Gas reserves of 200 bcf will be developed once the oil is gone. Field life is estimated at 20 years. BP said another 15-40 million bbl of oil lies in satellite formations on the same block.

Forth field partners are: operator BP Exploration 70%, Repsol SA 25%, and Ranger Oil (U.K.) Ltd. 5%.

FOURTH CONTRACTS

For the Forth project, BP let a 25 million ($37 million) contract for detailed design and procurement work on the proprietary TGP 500 production unit to Technip and McDermott Engineering (Europe) Ltd., London.

The 50 million ($75 million) concrete base will be built at Hunterston, Scotland, by Costain Engineering Ltd. and Taylor Woodrow Ltd. Delivery will be in summer 1995.

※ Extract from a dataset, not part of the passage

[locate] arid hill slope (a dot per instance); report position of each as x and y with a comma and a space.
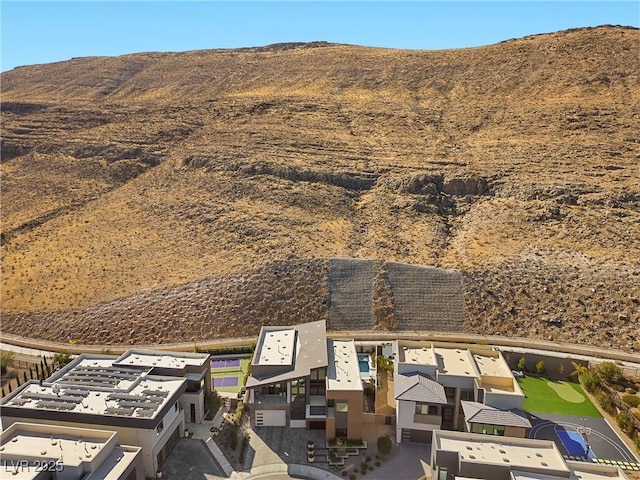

A 70 million ($105 million) steel superstructure will be built by Hyundai Heavy Industries Co. Ltd. Smedvig Ltd., Aberdeen, won the 16 million contract for design and operation of the drilling package.

Other contracts related to the Forth project are: Cooper Rolls of Bootle, U.K., an 11 million ($16.5 million) contract to supply the power generation plant; ABB Process Automation Ltd. Stevenage, U.K., to supply a 5 million ($7.5 million) platform control system; Weir Pumps Ltd., Glasgow, to supply pumps worth L2 million ($3 million); and Det norske Veritas, to provide the 1 million ($1.5 million) certification contract.

CONOCO DEVELOPMENT

Conoco (U.K.) Ltd. disclosed first production from Lyell field in Block 3/2.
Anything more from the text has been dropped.